Roberts further notes that the world of fiscal discipline is amoral: efficiency and objectivity always trump emotional and unreliable ideas of right and wrong

That's why -- or at least how -- in the pursuit of profit, efficiency and financial stability in global marketplaces, Americans are losing our moral compass. Many people now believe -- or say they believe -- that our most important moral responsibility is to the economy: reduce the deficit, cut taxes, protect profits, and shrink government spending, and keep actions of public officials secret.

So: we have messed up the entire world socially, economically, politically and morally, and have failed to address our habits of consumption that are warming the planet and destroying ecosystems that sustain the web of life. The oceans are rising, disaster and disease stalk humans and ecosystems, war and destruction consume natural resources, but the most important things to us are to cut taxes and government spending, reduce the deficit and keep secret the actions and words of government officials because we the people can't be trusted.

We don't even trust coming generations to find better ways to live together. Instead, we base our expenditures for their education, nutrition and health care on principles of profit and "fiscal responsibility", we teach them that killing in war is noble and exciting, and that most strangers should be feared and mistrusted, while we use up the natural resources they will need to survive.

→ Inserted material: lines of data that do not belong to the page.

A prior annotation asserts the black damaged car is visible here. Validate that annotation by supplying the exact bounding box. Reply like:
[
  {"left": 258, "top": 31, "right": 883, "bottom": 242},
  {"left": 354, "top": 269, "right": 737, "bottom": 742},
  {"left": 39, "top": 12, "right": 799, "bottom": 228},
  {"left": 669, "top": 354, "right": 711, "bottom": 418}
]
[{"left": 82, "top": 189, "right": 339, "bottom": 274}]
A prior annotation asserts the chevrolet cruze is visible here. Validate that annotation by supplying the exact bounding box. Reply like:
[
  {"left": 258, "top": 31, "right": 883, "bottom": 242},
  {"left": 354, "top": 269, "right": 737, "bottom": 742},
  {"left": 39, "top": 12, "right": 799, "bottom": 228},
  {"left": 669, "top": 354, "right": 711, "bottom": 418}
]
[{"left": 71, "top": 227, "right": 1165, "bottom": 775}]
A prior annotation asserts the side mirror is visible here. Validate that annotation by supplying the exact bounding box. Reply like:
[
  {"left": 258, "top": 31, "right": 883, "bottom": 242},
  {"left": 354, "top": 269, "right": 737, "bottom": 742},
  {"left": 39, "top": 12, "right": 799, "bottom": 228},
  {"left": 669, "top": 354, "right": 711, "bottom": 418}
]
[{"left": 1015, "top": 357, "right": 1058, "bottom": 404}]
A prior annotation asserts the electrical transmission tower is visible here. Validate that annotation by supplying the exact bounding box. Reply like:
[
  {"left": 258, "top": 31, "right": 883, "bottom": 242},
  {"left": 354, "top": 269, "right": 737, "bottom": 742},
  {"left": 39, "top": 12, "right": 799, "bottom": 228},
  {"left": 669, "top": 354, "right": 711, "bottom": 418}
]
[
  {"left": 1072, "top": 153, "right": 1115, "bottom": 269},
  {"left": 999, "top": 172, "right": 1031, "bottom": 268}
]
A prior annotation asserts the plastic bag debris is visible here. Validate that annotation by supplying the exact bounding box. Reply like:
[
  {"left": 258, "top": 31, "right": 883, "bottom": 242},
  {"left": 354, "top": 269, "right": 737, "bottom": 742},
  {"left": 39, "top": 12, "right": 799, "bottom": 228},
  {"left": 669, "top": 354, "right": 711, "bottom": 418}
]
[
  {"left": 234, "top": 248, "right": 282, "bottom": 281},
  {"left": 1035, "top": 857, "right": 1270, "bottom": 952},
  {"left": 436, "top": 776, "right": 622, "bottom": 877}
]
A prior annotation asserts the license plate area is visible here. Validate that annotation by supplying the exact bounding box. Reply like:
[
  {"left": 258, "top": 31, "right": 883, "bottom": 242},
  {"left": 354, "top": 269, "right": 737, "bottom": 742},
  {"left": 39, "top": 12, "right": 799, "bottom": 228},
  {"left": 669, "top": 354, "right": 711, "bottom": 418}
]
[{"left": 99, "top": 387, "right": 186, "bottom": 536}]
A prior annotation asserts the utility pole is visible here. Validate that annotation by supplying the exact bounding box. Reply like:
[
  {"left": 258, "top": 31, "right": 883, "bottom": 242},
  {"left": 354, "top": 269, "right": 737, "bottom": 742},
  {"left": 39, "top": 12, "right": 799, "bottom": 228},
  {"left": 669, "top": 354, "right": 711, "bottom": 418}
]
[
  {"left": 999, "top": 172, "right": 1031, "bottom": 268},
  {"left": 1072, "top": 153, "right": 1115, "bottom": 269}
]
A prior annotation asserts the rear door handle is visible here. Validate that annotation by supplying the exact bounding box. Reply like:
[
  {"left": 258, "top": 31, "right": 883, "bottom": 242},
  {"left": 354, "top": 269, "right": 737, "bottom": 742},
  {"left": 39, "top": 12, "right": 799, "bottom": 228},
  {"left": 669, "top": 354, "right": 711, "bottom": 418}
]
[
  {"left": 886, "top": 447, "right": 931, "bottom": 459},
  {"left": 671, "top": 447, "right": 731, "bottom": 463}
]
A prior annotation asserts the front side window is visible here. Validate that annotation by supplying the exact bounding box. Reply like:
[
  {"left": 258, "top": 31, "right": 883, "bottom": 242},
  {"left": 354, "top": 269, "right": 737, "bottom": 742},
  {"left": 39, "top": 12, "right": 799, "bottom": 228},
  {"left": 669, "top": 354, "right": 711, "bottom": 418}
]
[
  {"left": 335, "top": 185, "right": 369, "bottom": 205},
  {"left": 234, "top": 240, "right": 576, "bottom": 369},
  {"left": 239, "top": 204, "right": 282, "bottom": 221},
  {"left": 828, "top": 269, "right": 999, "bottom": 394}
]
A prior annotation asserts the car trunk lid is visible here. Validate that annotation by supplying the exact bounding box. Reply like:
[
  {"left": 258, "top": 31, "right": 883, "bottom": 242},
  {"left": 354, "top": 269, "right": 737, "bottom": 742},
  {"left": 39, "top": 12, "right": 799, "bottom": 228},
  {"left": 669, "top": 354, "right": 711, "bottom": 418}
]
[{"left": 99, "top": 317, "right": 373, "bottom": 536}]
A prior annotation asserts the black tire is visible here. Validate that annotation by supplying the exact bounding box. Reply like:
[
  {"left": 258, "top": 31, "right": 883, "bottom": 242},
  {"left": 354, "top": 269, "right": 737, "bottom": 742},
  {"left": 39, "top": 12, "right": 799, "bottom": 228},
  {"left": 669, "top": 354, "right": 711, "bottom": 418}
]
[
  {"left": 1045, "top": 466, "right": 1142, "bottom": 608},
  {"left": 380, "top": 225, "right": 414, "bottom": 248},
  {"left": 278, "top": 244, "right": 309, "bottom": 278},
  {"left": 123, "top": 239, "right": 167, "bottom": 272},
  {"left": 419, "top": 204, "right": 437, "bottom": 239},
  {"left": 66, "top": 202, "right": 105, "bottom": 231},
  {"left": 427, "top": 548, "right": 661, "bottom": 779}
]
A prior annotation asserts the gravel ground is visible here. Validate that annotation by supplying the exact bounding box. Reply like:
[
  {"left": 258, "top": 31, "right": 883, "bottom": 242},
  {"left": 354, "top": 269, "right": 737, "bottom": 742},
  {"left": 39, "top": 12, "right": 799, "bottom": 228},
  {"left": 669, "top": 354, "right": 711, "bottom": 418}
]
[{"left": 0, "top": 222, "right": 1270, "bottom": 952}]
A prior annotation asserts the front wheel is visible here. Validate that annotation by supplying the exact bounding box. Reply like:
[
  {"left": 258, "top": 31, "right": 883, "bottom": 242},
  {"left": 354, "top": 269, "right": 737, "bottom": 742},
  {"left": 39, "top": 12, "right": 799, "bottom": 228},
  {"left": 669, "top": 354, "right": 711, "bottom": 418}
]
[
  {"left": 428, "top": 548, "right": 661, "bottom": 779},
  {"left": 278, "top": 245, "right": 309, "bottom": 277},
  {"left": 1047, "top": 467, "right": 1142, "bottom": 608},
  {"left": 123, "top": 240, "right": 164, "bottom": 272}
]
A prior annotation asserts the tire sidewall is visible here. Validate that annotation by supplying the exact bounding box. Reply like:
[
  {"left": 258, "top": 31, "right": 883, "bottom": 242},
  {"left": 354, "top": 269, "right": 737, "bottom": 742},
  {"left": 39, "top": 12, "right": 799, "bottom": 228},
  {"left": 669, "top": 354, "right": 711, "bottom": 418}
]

What now? In this Christmas season it's tempting to speculate: What if God, finally fed up with our arrogance, pride, greed, cruelty and bungling, decided to send down a new prophet, a few more angels, or another Savior, what would they recommend?

A new prophet could hardly do better than Micah: "...what does the Lord require of you but to do justice, and to love kindness, and to walk humbly with your God?"

The angels of the nativity story gave us a fine moral ideal to aspire to: Peace on earth and good will toward all, but it's never caught on. Neither has the excellent advice of Jesus of Nazareth: Love your neighbors, turn the other cheek, go the extra mile.

Because finally, democracy and freedom cannot be created by a Savior, or by economists or presidents. Democracy can only be created by the people within it. If people can be "turned into frugal consumers" or kept in the dark about how their government operates, they aren't free and there is no democracy: they are not participants but pawns, not citizens but subjects.